Wilhelm Neurohr

Mittlerweile sind 5 Monate seit der Kreistagswahl vergangen, ohne dass sich die im Kreistag vertretenen Parteien auf eine (eigentlich nicht erforderliche) „Koalition“ geeinigt haben. Oder ist man der Meinung, man könne man sich getrost ein Jahr Zeit für das Schmieden von Machtbündnissen nehmen, da diesmal die Wahlperiode ausnahmsweise 6 Jahre dauert? Schlagzeilen haben die Parteistrategen seither nicht mit politischer Arbeit für die Menschen im Kreis gemacht, sondern fast ausschließlich mit ihrem abstoßenden Gerangel um lukrative Posten im Verwaltungsrat der Sparkasse oder um den Proporz im aufgeblähten „Ruhrparlament“. (Zwischenfrage: Wieso eigentlich wird der Verwaltungsrat nicht aus dem Kundenkreis der Sparkasse besetzt, sondern mit Parteipolitikern?)

Als Kreisbürger hat man den Eindruck, die Parteien und ihre hiesigen Repräsentanten be-schäftigen sich ausschließlich mit sich selber, obwohl es genug dringliche Themen und Aufgaben gäbe, die keinen Aufschub dulden: Die soziale Fehlentwicklung mit Kinderarmut, Altersarmut und insgesamt steigende Armutsquote im Kreis, Bildungsrückstand und Jugendarbeitslosigkeit, Überalterung etc. Zugleich Haushalts- und Finanzprobleme, marode Infrastruktur , Umweltschäden und Folgen der Klimawandels in der Region u. v. m. Das alles scheint nachrangig zu sein gegenüber den parteipolitischen Eigeninteressen unserer gewählten Volksvertreter im Kreistag.

Das Warnsignal der niedrigen kommunalen Wahlbeteiligung im Kreis von durchschnittlich 48% (sowie 26,4% bei der Landrats-Stichwahl) war wohl noch nicht deutlich genug? Wahr-scheinlich werden dieselben politischen Akteure ein weiteres Absinken auf 38% beim nächs-ten Mal bitter beklagen und scheinheilig nach den Ursachen fragen…Es wird höchste Zeit, dass sich die Zivilgesellschaft in Ausfüllung des in 65 Jahren bewährten Grundgesetzes nunmehr selber Gedanken macht zur zukunftsfähigen Weiterentwicklung unserer (direkt-) demokratischen Beteiligungskultur und Einmischung, da die überkommene Parteienstruktur aus dem 19. und 20. Jahrhundert unseren heutigen Anforderungen für die Gegenwart und Zukunft offensichtlich nicht mehr gewachsen zu sein scheint, wie das Beispiel unseres Krei-ses belegt.

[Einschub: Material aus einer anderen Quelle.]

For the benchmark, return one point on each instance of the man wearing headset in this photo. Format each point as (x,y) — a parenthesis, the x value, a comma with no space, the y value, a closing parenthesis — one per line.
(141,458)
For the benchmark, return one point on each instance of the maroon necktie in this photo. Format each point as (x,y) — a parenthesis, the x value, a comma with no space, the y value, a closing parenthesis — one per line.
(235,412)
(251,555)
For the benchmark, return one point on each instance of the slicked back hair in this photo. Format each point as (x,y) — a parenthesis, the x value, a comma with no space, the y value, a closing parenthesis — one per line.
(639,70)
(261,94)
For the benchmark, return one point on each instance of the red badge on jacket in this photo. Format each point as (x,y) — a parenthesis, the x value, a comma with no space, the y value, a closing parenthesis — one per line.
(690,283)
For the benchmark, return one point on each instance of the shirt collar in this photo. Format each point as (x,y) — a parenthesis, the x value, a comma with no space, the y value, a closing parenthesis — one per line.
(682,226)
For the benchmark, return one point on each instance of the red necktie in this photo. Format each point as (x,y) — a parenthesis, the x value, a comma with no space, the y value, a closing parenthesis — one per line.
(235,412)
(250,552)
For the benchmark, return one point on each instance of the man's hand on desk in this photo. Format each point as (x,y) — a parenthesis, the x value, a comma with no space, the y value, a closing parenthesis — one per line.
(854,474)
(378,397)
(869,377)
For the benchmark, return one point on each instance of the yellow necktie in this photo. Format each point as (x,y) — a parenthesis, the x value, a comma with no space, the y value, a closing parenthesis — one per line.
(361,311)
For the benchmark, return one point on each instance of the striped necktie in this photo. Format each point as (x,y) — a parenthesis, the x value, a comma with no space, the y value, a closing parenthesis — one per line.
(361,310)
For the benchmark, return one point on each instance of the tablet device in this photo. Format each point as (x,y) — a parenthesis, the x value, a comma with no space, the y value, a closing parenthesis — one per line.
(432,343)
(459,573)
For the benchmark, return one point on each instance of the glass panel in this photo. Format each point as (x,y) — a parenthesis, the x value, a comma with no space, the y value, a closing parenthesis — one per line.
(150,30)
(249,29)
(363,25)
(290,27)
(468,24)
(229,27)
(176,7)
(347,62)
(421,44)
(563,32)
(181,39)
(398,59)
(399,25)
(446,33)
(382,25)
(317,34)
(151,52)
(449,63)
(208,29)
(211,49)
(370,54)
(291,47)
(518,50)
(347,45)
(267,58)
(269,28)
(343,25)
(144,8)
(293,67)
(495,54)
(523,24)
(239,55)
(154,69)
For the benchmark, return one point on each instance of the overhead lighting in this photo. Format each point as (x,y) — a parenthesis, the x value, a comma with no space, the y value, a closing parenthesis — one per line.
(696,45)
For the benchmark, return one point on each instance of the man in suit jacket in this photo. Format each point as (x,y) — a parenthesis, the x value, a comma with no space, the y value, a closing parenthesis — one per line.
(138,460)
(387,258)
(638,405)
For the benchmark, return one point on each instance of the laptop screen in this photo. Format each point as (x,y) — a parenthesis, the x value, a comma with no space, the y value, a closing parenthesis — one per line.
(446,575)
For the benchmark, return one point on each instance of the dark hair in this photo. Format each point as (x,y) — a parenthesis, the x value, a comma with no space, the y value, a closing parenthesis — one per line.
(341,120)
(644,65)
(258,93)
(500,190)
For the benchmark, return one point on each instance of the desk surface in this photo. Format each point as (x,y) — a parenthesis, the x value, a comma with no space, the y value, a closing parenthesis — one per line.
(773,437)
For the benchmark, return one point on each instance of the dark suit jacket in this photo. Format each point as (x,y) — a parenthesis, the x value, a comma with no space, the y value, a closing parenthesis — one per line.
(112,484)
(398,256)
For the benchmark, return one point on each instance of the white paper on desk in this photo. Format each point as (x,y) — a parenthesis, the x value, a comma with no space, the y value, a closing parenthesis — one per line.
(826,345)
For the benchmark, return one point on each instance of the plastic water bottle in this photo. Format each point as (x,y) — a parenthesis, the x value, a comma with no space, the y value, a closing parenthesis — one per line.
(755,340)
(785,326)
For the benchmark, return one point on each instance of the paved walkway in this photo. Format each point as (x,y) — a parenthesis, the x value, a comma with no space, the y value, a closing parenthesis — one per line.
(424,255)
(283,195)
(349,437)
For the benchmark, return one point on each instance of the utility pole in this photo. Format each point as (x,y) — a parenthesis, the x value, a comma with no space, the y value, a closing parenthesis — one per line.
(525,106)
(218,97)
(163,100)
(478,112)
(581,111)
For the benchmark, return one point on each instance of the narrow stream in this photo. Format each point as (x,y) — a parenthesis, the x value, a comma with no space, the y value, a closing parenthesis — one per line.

Positiver Nebeneffekt: „Abzockerei“ wird sichtbar

Einen positiven Nebeneffekt hat allerdings das momentane politische Tauziehen um die luk-rativen Posten bei der öffentlich-rechtlichen Sparkasse in Gewährsträgerschaft des Kreises, einst als Geldinstitut für die „kleinen Leute“ aus der Taufe gehoben: Wir erfahren als Kunden der Sparkasse Vest einerseits, dass unsere Kreissparkasse im Landes- und bundesweiten Vergleich zu den intransparenten „Abzockern“ bei den überhöhten und weiter wuchernden Dispo-Kreditziehen und Überziehungskredit-Zinsen gehört (weshalb sie ihre hohen Zinssätze auf ihrer Homepage verheimlicht). Und andererseits, wofür anschließend diese Kunden-gelder als billige Einnahmequelle verwendet werden, nämlich für die völlig überhöhten Sitzungsgelder der Verwaltungsratsmitglieder (von insg. 174.000 jährlich) und für die unangemessen hohen Gehälter der Sparkassendirektoren (fast eine halbe Mio. € jährlich) sowie für die Premium-Sanierung der dominanten Sparkassen-Hauptstelle am Recklinghäuser Lohtor.

Früher verdienten die Sparkassen-Chefs nach dem Sparkassen-Tarif in Anlehnung an den öffentlichen Dienst analog A 15/A16 (also um die 70.000 € jährlich); heute wollen sie wir „richtige Banker“ außertariflich um das Zehnfache bezahlt werden. Wen verwundert es, dass sich auch die Kreispolitiker in den Sparkassengremien entsprechend hochwertig bedienen wollen in allgemeinen Zeiten der Geldgier? Alles das sind aber nur politische Randsymptome des Erscheinungsbildes und Versagens unserer parteipolitisch dominierten Kreis- und Kommunalpolitik im Vest.